El Topo (Trailler) - Filme de Alejandro Jodorowisky

O livro, com muitos detalhes de sua vida tumultuada, nos permite ver como todos estes acontecimentos ajudaram a moldar o poeta, teatrólogo, cineasta e roteirista de HQs.

A narrativa começa com sua infância pobre no Chile e sua relação conflituosa como pai, um comerciante de origem russa, que renegava tanto sua condição de judeu como a de estrangeiro. Por temer que seu filho se tornasse homossexual, tratava filho sem demonstra afeto e até com brutalidade. Essa busca de afeto paterno marcará profundamente o jovem Jodorwisky. Real ou imaginário? Tanto um como outro. Seu pai realmente o agrediu fisicamente apenas para que ele provasse resistir a dor? Estas são as reinterpretações de acontecimentos muito antigos segundo a lógica de um adulto que revê seu passado e procura dar-lhe uma interpretação consistente.

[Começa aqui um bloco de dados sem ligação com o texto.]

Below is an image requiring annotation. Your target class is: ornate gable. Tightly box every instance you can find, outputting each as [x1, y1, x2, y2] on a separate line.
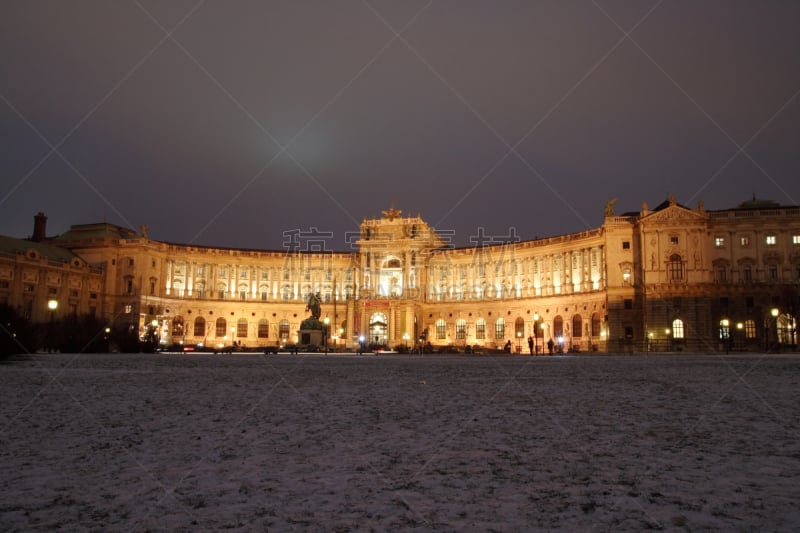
[640, 204, 708, 224]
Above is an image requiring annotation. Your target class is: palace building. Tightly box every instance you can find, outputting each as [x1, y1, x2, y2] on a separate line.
[0, 198, 800, 353]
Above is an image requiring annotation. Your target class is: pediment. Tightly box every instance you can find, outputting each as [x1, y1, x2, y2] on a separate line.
[641, 205, 708, 224]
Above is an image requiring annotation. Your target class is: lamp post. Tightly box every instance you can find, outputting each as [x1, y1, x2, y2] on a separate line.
[731, 322, 745, 350]
[720, 318, 731, 355]
[767, 307, 781, 351]
[47, 299, 58, 352]
[322, 316, 331, 355]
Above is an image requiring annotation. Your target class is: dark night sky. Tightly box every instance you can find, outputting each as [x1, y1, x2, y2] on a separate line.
[0, 0, 800, 250]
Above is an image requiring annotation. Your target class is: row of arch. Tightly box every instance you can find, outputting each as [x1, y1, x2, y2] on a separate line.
[172, 316, 290, 339]
[434, 313, 602, 340]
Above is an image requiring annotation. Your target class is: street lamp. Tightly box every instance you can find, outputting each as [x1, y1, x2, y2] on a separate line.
[767, 307, 780, 350]
[322, 316, 331, 355]
[720, 318, 731, 355]
[47, 299, 58, 351]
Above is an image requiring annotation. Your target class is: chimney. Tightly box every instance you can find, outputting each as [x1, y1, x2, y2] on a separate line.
[31, 211, 47, 242]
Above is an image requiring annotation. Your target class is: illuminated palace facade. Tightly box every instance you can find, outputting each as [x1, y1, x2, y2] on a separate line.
[0, 198, 800, 353]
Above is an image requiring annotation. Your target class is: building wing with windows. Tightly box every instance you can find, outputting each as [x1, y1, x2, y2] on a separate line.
[0, 198, 800, 352]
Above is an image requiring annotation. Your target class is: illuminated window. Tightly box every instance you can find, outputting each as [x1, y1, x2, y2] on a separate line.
[667, 254, 683, 282]
[719, 318, 731, 340]
[436, 318, 447, 340]
[475, 318, 486, 340]
[514, 316, 525, 338]
[172, 316, 183, 337]
[572, 315, 583, 338]
[494, 318, 506, 340]
[456, 318, 467, 340]
[258, 318, 269, 339]
[215, 317, 228, 337]
[672, 318, 684, 339]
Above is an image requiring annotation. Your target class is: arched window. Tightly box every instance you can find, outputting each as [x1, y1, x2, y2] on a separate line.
[258, 318, 269, 339]
[744, 319, 756, 339]
[667, 254, 683, 283]
[719, 318, 731, 340]
[172, 315, 183, 337]
[436, 318, 447, 340]
[475, 318, 486, 340]
[514, 316, 525, 338]
[194, 316, 206, 337]
[456, 318, 467, 340]
[281, 285, 292, 302]
[592, 313, 602, 337]
[494, 317, 506, 340]
[572, 315, 583, 338]
[553, 315, 564, 338]
[672, 318, 684, 339]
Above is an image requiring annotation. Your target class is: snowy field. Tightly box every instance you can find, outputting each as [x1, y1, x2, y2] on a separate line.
[0, 354, 800, 531]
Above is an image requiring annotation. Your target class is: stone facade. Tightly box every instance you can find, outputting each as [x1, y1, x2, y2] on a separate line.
[7, 198, 800, 352]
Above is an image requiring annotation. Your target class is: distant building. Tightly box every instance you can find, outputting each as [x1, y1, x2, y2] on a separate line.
[0, 213, 104, 322]
[0, 198, 800, 352]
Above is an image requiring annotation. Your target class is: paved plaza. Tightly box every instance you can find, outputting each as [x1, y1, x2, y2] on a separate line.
[0, 354, 800, 531]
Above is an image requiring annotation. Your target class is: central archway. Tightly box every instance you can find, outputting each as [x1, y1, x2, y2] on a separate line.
[369, 313, 389, 344]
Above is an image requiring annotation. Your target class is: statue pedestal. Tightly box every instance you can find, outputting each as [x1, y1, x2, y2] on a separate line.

Jodorowisky na TV Mexicana

Jodorowisky é conhecido por suas atitudes polêmicas, algumas já descritas no seu livro anterior, Psicomagia, e mostradas em detalhes nesta sua autobiografia. Um artista ousado e inquieto, que foi um poeta chileno de projeção internacional, trabalhou com Marcel Marceau e Morrice Chevalier, foi palhaço em um circo, montou uma companhia de teatro de marionetes, destruiu um piano a marretadas diante das câmeras da TV Mexicana, criou o teatro pânico – onde pessoas comuns improvisavam livre de amarras, o que acabava gerando espetáculos altamente bizarros, que fariam Lady Gagá parecer uma senhora muito comportada – cineasta surrealista, assistente de uma curandeira mexicana, praticante de Zen, leitor de Tarot e finalmente um psicomago e psicoxamã (não necessariamente nesta ordem).



Movimento Panico, criado por Alejandro Jodorowisky, Fernando Arrabal e Roland Topor. O nome inspira-se no do deus Pan, o qual se manifesta através de três elementos básicos: terror, humor e simultaneidade.  

Tudo isto é nos mostrado num texto fluído e envolvente, em que pese alguns paragrafo extremamente longos. Ao lê-lo, percebe-se a sua preocupação em romper limites, inicialmente pessoais, depois sociais, tendo como parâmetro apenas a imaginação.

O texto é fundamental para se conhecer o artista e entender seu processo criativo. Porém este processo não pode ser reproduzido, por isso creio que não haverá outro psicoxamã. A ruptura já foi estabelecida. Não há como romper o que já foi rompido. Quem quiser que crie seu próprio caminho.